What the district really wanted, according to Rob Smiley, EESD’s director of Operations Support Services, was a custom building that could be built affordably over the summer. EESD chose American Modular Systems’ line of classrooms and worked with the Gen7 project team to design-build an oversized, open-concept modular space that allowed students to learn collaboratively and independently in a high performance environment.
It’s not just budget-conscious public schools that are making the switch to modular; private schools are seeing the value, too. The new modular classrooms at L.A.’s Brentwood School are ultra green, engineered to reduce energy consumption by 70 percent before the addition of photovoltaic (PV) panels, freeing up funds for school programs, salaries and supplies.
The ability to cherry-pick features, add sustainable elements and customize interior and exterior finishes allow modular schools to be architecturally unique. A modular classroom wing can be integrated seamlessly into a conventional building or a new modular building can match the aesthetic of an existing campus. To the average observer, modular and traditional construction is often indistinguishable.
But it’s the modern amenities that made the building the right choice for Brentwood School. A natural ventilation system circulates 100-percent fresh, filtered air with the simple push of a button, while low-emitting building material, coupled with continuous air quality monitoring, provides a healthy indoor learning environment. Automatic sensors optimize light and climate-control. Premium acoustics make it 50-percent quieter than the average classroom. An airtight building envelope, natural daylighting and solar panels make Brentwood’s new wing of classrooms a model of energy efficiency and an ideal place to learn.
Brentwood’s modular classrooms were designed to pursue LEED Gold certification. In 10 months, they have generated 17.7 megawatts of electricity — enough to power a football stadium for a day — with carbon offsets of 12.2 tons, the equivalent of an acre of trees.

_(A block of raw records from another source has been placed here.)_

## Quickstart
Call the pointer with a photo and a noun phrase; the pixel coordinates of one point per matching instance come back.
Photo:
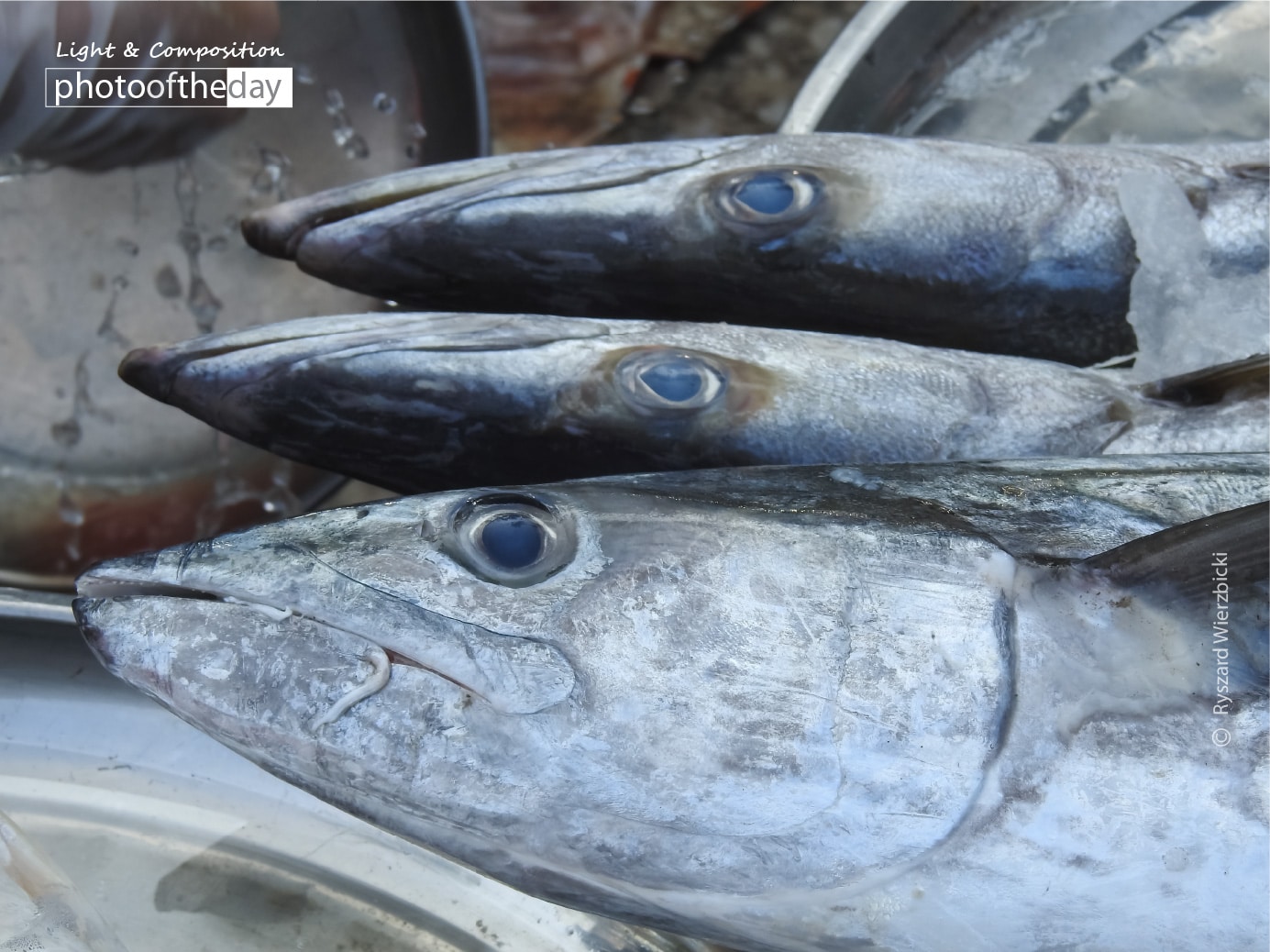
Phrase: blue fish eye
(768, 197)
(768, 194)
(662, 382)
(512, 540)
(675, 379)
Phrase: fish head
(418, 402)
(599, 692)
(606, 231)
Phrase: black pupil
(768, 194)
(512, 540)
(675, 381)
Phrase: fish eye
(511, 539)
(669, 382)
(770, 196)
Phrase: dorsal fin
(1213, 384)
(1213, 575)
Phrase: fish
(902, 708)
(423, 402)
(1018, 249)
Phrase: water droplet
(416, 134)
(66, 432)
(190, 240)
(167, 282)
(204, 305)
(356, 148)
(68, 511)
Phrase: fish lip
(96, 585)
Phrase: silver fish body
(422, 402)
(1002, 248)
(814, 708)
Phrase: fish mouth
(251, 353)
(282, 230)
(511, 675)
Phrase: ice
(1184, 315)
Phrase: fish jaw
(423, 402)
(699, 727)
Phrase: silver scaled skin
(423, 402)
(820, 708)
(1002, 248)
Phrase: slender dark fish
(919, 707)
(422, 402)
(1001, 248)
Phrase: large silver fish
(1001, 248)
(820, 708)
(421, 402)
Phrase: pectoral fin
(1209, 576)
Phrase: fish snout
(150, 370)
(85, 615)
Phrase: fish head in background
(731, 229)
(620, 225)
(421, 402)
(657, 698)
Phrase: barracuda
(999, 248)
(916, 707)
(422, 402)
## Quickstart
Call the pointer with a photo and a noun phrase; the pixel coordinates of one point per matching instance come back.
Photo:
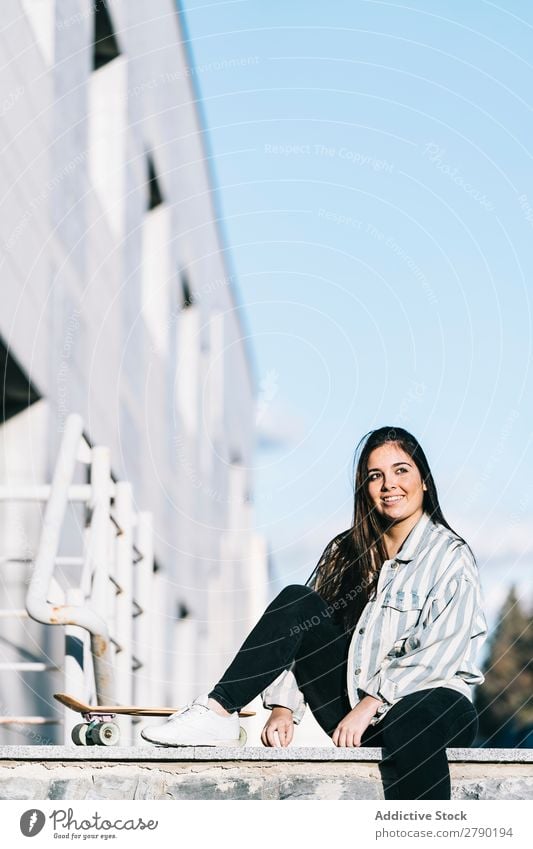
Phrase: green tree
(504, 701)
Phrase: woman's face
(395, 486)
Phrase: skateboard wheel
(79, 734)
(104, 734)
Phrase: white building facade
(117, 304)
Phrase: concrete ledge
(113, 754)
(61, 772)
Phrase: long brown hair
(346, 574)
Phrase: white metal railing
(107, 613)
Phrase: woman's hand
(350, 729)
(279, 728)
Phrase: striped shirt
(422, 627)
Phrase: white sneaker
(196, 725)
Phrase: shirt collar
(414, 540)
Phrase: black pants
(298, 626)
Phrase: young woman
(381, 642)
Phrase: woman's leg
(414, 735)
(296, 626)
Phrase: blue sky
(374, 171)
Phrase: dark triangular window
(187, 299)
(155, 196)
(105, 42)
(18, 392)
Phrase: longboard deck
(127, 710)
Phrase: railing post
(124, 599)
(77, 651)
(143, 691)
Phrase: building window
(105, 42)
(18, 392)
(187, 299)
(155, 196)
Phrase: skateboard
(99, 728)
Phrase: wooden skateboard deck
(127, 710)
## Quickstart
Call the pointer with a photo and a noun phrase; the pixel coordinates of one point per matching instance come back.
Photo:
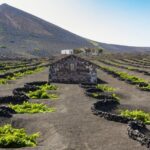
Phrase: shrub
(145, 88)
(105, 88)
(41, 94)
(27, 107)
(111, 96)
(137, 115)
(15, 138)
(48, 87)
(2, 46)
(3, 81)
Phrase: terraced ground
(73, 126)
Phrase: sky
(124, 22)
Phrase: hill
(25, 35)
(22, 34)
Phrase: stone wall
(73, 70)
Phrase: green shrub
(105, 88)
(112, 96)
(137, 115)
(3, 81)
(15, 138)
(2, 46)
(41, 94)
(27, 107)
(124, 76)
(145, 88)
(48, 87)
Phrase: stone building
(73, 69)
(67, 52)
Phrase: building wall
(73, 70)
(67, 51)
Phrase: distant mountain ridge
(25, 35)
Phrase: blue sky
(124, 22)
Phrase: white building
(67, 51)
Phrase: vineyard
(112, 114)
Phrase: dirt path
(140, 75)
(73, 126)
(130, 94)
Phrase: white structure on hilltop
(67, 51)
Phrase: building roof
(75, 56)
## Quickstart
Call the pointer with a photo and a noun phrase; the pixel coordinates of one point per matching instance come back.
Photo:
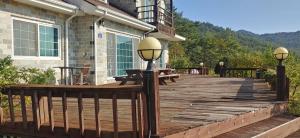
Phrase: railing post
(155, 12)
(43, 105)
(151, 89)
(222, 72)
(1, 111)
(281, 83)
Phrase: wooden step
(275, 127)
(218, 128)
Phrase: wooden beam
(50, 111)
(133, 114)
(35, 110)
(81, 116)
(115, 115)
(11, 107)
(97, 115)
(23, 108)
(65, 112)
(151, 88)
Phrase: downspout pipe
(95, 44)
(66, 50)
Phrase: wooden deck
(191, 102)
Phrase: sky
(258, 16)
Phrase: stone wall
(9, 9)
(81, 47)
(101, 41)
(126, 5)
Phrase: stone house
(103, 34)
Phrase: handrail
(194, 70)
(240, 72)
(155, 15)
(45, 94)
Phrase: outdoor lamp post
(221, 63)
(149, 50)
(201, 67)
(281, 54)
(201, 64)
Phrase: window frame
(131, 36)
(38, 24)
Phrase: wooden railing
(42, 108)
(241, 72)
(158, 16)
(193, 70)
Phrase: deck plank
(186, 104)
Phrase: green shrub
(10, 74)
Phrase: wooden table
(71, 69)
(165, 71)
(135, 75)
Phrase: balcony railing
(157, 16)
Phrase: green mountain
(290, 40)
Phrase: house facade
(103, 34)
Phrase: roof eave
(52, 5)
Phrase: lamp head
(281, 53)
(149, 49)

Modular manufacturers have become visionaries, developing sustainable technology that fulfills emerging needs and finding new ways to streamline production for greater efficiencies and environmental responsibility.

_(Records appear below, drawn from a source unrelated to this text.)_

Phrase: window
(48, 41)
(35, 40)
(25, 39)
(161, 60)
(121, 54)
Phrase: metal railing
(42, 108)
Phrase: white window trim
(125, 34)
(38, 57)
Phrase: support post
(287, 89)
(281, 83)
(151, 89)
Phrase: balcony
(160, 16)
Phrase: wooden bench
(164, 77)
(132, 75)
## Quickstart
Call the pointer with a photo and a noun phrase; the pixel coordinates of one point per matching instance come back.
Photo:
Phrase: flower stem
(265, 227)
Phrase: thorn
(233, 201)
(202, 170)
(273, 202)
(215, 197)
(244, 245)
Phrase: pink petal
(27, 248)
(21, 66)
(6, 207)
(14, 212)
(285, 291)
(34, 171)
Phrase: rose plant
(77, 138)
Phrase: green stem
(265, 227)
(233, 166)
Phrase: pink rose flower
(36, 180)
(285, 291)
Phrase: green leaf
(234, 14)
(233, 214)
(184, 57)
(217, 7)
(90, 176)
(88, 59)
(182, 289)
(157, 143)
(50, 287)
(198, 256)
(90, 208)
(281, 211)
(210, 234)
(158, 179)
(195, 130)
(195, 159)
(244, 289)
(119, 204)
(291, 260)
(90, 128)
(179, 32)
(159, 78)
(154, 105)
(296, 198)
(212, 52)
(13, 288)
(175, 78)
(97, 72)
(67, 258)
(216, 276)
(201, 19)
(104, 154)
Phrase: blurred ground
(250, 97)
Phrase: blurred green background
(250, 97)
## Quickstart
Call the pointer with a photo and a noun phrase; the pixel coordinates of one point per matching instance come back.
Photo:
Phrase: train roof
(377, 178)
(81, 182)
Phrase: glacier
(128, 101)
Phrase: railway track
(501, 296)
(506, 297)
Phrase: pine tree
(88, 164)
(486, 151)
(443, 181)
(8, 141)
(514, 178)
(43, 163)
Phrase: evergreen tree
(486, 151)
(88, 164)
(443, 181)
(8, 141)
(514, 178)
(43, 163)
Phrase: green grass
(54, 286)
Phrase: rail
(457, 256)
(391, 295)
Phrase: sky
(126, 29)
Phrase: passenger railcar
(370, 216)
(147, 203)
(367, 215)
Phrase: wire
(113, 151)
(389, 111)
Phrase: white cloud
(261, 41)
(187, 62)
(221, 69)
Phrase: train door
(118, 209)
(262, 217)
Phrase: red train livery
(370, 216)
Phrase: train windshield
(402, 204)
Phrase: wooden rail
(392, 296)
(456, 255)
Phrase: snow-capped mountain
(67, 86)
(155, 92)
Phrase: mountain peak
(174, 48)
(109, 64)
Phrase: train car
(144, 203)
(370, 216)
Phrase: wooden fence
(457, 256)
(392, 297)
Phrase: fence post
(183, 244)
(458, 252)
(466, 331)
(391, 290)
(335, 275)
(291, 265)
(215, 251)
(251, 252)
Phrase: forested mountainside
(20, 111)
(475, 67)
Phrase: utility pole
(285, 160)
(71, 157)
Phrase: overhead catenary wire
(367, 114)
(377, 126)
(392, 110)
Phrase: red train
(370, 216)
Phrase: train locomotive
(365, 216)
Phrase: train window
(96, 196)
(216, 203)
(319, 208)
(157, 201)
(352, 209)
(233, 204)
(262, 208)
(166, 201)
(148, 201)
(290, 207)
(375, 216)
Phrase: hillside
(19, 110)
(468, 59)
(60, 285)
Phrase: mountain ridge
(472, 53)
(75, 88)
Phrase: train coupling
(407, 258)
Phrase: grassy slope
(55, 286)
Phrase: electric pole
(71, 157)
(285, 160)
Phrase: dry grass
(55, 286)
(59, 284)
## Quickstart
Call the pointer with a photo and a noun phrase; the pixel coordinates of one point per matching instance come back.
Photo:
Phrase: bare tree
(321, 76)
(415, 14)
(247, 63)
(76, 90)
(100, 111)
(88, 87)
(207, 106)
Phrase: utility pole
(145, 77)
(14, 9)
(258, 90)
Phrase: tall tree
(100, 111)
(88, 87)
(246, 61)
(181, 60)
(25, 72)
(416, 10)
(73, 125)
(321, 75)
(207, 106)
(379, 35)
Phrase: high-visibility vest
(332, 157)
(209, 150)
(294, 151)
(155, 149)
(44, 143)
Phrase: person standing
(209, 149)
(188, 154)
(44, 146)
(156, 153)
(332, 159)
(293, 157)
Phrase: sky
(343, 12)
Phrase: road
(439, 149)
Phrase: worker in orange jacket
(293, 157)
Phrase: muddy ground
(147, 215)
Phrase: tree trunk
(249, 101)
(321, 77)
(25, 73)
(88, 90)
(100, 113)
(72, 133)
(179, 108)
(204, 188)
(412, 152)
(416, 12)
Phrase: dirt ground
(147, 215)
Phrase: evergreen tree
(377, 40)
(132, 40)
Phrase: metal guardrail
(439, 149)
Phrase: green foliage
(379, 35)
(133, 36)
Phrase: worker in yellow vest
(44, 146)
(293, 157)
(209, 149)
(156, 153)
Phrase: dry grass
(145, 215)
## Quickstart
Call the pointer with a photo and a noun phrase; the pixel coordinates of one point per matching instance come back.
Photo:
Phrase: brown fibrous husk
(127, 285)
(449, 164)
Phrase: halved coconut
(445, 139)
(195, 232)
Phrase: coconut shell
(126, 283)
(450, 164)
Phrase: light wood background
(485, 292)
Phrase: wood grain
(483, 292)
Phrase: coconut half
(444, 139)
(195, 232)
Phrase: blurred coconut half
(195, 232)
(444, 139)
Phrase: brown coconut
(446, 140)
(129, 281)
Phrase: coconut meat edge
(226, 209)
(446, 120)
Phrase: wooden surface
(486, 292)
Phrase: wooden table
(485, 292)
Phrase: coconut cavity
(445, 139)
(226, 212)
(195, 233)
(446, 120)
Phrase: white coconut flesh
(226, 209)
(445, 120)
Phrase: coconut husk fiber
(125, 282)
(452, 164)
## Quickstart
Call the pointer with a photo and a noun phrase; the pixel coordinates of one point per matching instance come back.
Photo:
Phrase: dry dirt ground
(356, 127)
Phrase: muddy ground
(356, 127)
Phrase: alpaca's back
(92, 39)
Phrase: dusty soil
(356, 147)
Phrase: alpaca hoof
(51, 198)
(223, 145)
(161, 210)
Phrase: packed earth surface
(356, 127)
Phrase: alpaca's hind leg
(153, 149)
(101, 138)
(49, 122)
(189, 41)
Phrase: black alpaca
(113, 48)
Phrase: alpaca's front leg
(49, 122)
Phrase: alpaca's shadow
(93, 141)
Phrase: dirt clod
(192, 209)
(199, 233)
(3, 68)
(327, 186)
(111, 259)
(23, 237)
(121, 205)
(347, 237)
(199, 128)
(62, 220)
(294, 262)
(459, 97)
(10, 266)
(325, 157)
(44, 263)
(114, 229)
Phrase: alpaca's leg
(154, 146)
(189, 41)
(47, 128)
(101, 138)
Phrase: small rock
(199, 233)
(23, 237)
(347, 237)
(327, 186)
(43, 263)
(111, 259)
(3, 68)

Greening modular schools is where the future is going. California’s Collaborative for High Performance Schools recently expanded its CHPS Verified program to provide a certification for high performance modular classrooms. Over the summer, CHPS and Gen7 introduced the first CHPS PreFAB classroom, a precertified prefabricated model that allows school districts to purchase classrooms clearly designated to meet high performance standards. Making it easy for school districts to green their schools attracts early adopters, inspiring other districts to follow suit.

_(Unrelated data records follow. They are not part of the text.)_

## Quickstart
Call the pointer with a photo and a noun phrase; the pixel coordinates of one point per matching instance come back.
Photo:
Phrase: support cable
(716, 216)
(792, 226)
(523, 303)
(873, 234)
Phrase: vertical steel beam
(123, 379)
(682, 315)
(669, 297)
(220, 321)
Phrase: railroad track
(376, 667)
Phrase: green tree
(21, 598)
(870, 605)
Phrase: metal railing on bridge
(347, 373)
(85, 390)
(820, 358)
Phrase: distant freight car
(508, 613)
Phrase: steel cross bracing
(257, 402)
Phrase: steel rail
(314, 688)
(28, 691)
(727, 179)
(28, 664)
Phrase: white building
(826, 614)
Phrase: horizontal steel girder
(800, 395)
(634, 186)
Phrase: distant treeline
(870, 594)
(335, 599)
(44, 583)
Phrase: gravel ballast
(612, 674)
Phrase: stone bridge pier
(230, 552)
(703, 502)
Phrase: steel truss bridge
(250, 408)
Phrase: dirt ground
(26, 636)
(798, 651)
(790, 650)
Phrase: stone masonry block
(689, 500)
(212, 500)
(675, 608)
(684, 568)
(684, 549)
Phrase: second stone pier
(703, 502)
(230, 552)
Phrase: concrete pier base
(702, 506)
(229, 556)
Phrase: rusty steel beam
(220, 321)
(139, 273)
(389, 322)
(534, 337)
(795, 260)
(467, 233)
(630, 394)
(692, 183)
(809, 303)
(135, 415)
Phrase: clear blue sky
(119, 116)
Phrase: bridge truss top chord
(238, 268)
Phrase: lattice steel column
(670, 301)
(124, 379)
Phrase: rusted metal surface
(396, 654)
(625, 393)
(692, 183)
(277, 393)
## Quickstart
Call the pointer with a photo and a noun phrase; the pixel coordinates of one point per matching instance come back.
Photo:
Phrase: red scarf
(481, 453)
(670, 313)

“The model ensures that more classrooms and schools are high performance and that more students have the opportunity to realize the benefits of attending a healthy, high-performance green school,“ says Bill Orr, CHPS executive director.
According to Tony Sarich, VP of Operations for AMS/Gen7 Schools, “Modular manufacturing continues to push the envelope, redefining the industry by presenting a turnkey sustainable solution that can be adapted to almost any application and offering more choices so school districts can make the right choice for their needs and, ultimately, their students.”
Pamela Acuff is a freelance writer based in Los Angeles, Calif.